Once that door first door opened more than 15 years after his accident, a relentless and determined Rigsby arose and never looked back. A once beaten man from a small town was now taking on the world.

He completed 13 triathlons and 5 road races on his way to setting world records for a double below-the-knee amputee in the Full Marathon, Half Ironman, and International Distance Triathlon, earning him a spot on the 2006 USA Triathlon Team. As his accomplishments mounted, so did Rigsby’s desire to do the unthinkable and take his mission to the next level. He would tackle the toughest endurance test of them all, the Ironman, to raise the bar and inspire all challenged athletes to reach beyond their circumstances.

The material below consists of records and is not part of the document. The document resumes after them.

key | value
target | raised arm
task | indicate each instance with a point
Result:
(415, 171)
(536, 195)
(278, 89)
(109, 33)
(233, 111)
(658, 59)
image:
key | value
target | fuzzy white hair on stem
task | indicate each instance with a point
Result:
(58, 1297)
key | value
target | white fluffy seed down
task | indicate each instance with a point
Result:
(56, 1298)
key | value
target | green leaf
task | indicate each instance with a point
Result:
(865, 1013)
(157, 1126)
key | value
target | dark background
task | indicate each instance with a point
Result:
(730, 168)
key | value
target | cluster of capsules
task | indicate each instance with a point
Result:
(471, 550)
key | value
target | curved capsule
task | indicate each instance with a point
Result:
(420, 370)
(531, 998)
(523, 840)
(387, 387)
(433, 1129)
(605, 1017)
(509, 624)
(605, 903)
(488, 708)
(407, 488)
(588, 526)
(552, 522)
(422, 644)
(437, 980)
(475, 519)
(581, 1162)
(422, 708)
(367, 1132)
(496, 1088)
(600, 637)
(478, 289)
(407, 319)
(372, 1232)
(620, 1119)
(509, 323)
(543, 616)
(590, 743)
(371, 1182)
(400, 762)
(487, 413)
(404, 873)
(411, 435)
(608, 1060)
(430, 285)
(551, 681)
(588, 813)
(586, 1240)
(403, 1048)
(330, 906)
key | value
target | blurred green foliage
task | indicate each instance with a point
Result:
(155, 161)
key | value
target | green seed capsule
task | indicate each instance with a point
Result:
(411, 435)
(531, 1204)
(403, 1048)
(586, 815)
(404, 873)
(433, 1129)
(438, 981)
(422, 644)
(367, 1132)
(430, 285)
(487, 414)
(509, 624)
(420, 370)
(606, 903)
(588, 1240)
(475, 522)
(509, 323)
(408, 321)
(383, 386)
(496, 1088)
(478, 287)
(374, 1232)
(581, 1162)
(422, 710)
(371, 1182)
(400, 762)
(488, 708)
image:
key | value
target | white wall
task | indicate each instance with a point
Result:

On October 13, 2007, after enduring the elements for 16 hours and 43 minutes, Scott Rigsby became the first double-amputee on prosthetics in the world to finish an Ironman distance triathlon with prosthetics at the 140.6-mile World Championship in Kailua-Kona, Hawaii. Rigsby used “swim legs” to navigate the difficult 2.4 mile ocean swim, “bike legs” to cycle 112 miles through the heat and gusting winds of the Big Island lava fields on a standard road bike, and “run legs” to complete the marathon segment in darkness and intense pain.

With 17 minutes to spare before race organizers called things off, the announcer screamed, “Here he comes, it’s Scott Rigsby, he’s going to do it. Unbelievable!”

Unthinkable, Rigsby’s unique story of success and failures, all started with a decision and the desire to never quit, no matter what, no matter how long.

Defining Moments

“In 1992, Julie Moss’s athletic performance at the Hawaiian Ironman Triathlon went beyond winning, beyond sport, and smashed head-on into the realm of human drama.  She led the women’s field after nearly ten hours of racing.  As she came down to the final 400 meters, however, with the finish line banner in sight, her body simply gave out.  She went from running to walking to staggering in the blink of an eye.  The frailty of the human body was on display before millions as she stumbled and then fell.  Like a fawn taking it’s first steps, she willed herself to her feet and continued on toward what would have been the biggest win of her young career.

Like a punch-drunk fighter she was out on her feet, oblivious to the crowd massed on each side of her.  She fell again and lay on the street.  Her body had betrayed her.  With less than five yards to go, the second-place woman passed her for the win.  With the ABC cameras recording each moment, Julie summoned every ounce of courage and crawled toward the line.  The crowd went deathly silent.  Within an arm’s length of the finish, she reached one hand across the line and collapsed onto her back.  There was a small smile playing at the corners of her lips as she was carried to the medical tent.

Her message was clear:  To win is to finish.  To finish is to win.”